Dove ha raccolto i racconti inseriti nel libro?
«Dagli avvocati, dai sindacati - risponde l'autore Luigi Furini - ma soprattutto da due associazioni che si ritrovano in un bar di Porta Romana a Milano per darsi una mano e cercare di far cambiare la situazione attraverso pressioni politiche».
Hanno molti iscritti le associazioni?
«Certo, perché, visto come hanno organizzato la loro vita i 40/50enni, se sparisce il lavoro, scompare tutto. Con gli amici non si può più uscire perché non si hanno soldi da spendere, il rapporto coniugale viene minato perché si cominciano ad assumere psicofarmaci che portano scompensi sessuali, ai figli, che spesso sono ancora in casa, non si può più dare ciò che si dava prima, e un uomo si svilisce».
Che cosa chiedono i precari attempati?
«Di ricevere la pensione per i contributi versati fino a quel momento. Perché per i lavoratori delle piccole imprese che rappresentano il 95% del tessuto economico italiano non esistono scivoli o ammortizzatori sociali, ma queste persone hanno lavorato 20 o 30 anni. Se avessero fatto un'assicurazione privata, alla scadenza avrebbero avuto quanto pattuito, mentre con la pensione non funziona così perché lo Stato piano piano ha cambiato le regole del gioco mentre si stava giocando. Se prima bastavano 20 anni di contributi per avere la pensione, poi ne venivano richiesti 25 e adesso 40. "Vienimi incontro", chiedono queste persone. E sono soprattutto i manager e i quadri a farlo, perché non sanno come riciclarsi. Alcuni hanno aperto una partita Iva, ma a fine anno non sono riusciti ad emettere neanche una fattura, altri si sono venduti la seconda casa al mare o in montagna, mentre altri ancora cercano in tutti i modi di far durare fino alla pensione il gruzzolo che hanno da parte».

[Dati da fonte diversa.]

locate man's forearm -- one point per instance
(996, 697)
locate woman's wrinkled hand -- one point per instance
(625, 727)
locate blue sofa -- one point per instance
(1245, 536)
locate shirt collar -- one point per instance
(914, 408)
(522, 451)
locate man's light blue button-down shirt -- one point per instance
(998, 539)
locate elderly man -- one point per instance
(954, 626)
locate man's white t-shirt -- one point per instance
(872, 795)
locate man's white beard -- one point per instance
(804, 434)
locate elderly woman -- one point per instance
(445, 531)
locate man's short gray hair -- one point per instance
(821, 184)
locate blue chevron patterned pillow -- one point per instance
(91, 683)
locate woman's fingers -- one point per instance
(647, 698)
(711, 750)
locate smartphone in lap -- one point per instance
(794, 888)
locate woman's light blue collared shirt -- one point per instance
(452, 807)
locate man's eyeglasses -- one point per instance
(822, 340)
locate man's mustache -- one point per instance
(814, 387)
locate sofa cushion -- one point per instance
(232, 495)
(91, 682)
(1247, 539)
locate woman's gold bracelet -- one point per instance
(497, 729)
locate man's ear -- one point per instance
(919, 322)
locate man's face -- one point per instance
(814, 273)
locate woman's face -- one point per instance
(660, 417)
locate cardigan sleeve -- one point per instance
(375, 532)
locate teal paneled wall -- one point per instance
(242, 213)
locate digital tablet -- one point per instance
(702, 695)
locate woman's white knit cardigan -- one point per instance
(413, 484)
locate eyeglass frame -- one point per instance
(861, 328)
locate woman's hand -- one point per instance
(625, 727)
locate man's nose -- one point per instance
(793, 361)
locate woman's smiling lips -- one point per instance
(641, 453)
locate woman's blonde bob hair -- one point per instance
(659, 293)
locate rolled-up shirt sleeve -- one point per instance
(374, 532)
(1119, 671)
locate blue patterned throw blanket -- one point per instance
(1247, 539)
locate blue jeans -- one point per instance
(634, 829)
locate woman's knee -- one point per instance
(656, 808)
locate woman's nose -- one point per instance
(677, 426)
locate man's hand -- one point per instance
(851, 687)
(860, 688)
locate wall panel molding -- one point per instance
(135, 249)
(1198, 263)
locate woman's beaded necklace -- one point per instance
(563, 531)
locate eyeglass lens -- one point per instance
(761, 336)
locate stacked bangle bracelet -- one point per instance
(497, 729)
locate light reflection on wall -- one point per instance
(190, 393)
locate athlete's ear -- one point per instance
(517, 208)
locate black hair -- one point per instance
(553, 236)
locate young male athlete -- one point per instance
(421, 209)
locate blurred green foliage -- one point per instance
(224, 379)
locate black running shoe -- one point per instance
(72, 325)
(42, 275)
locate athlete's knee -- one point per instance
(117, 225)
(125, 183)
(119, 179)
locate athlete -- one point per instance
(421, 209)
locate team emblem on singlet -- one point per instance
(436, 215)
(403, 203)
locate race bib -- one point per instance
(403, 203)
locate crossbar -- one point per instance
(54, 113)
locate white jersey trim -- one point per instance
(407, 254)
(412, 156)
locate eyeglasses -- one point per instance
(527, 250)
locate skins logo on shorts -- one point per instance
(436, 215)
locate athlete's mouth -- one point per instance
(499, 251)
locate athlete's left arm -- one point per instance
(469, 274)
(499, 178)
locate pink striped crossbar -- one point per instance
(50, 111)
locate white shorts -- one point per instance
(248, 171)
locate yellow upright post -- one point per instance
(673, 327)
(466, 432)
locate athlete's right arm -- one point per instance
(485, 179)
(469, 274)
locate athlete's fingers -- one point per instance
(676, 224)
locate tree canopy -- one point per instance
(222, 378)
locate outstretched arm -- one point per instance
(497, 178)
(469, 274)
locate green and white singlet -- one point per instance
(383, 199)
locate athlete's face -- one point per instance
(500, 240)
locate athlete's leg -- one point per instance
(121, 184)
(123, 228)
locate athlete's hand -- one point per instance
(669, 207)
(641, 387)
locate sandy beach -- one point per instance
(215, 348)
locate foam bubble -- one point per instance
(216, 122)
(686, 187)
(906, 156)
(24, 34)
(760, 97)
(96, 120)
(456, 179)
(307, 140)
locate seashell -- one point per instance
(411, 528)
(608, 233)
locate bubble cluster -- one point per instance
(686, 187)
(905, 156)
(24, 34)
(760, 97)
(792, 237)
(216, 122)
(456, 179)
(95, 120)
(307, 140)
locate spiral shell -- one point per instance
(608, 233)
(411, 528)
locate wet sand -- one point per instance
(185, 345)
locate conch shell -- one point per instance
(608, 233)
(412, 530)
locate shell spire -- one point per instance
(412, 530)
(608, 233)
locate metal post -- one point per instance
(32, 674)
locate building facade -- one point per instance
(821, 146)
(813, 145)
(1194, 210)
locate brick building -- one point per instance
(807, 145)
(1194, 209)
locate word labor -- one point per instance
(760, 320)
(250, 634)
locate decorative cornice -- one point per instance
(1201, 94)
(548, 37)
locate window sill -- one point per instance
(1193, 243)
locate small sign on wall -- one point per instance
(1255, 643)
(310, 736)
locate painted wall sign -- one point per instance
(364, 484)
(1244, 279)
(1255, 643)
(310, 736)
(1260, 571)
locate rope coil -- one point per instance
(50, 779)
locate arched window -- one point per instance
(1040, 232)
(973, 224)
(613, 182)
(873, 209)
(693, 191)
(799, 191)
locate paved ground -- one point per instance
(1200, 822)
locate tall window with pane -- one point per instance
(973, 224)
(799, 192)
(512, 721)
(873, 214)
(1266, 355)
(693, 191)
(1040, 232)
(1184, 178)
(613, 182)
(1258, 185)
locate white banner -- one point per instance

E trovare un altro lavoro?
«L'87% degli annunci di lavoro pubblicati sui giornali, per la ricerca di personale pone mediamente come limite d'età i 44 anni. Poi ci sono altri ostacoli al reintegro: la scarsa conoscenza dell'inglese e di Internet e la poca disponibilità ai trasferimenti».
Come le è venuta l'idea di scrivere questo libro?
«In parte da un'esperienza personale vissuta tempo fa, quando ho subito il mobbing ed ero deciso a lasciare il mio posto, ma prima ho messo la testa fuori e mi sono reso conto che la maggior parte degli over 50 disoccupati non ritrovano più un lavoro. Li ho incontrati tutti dallo psicoterapeuta, imbottiti di psicofarmaci. Perché ormai il mondo del lavoro italiano è diviso in due categorie: i dipendenti a tempo indeterminato, intoccabili soprattutto se lavorano nella pubblica amministrazione, e un esercito di poveracci che guadagnano dai 300 ai 700 euro al mese».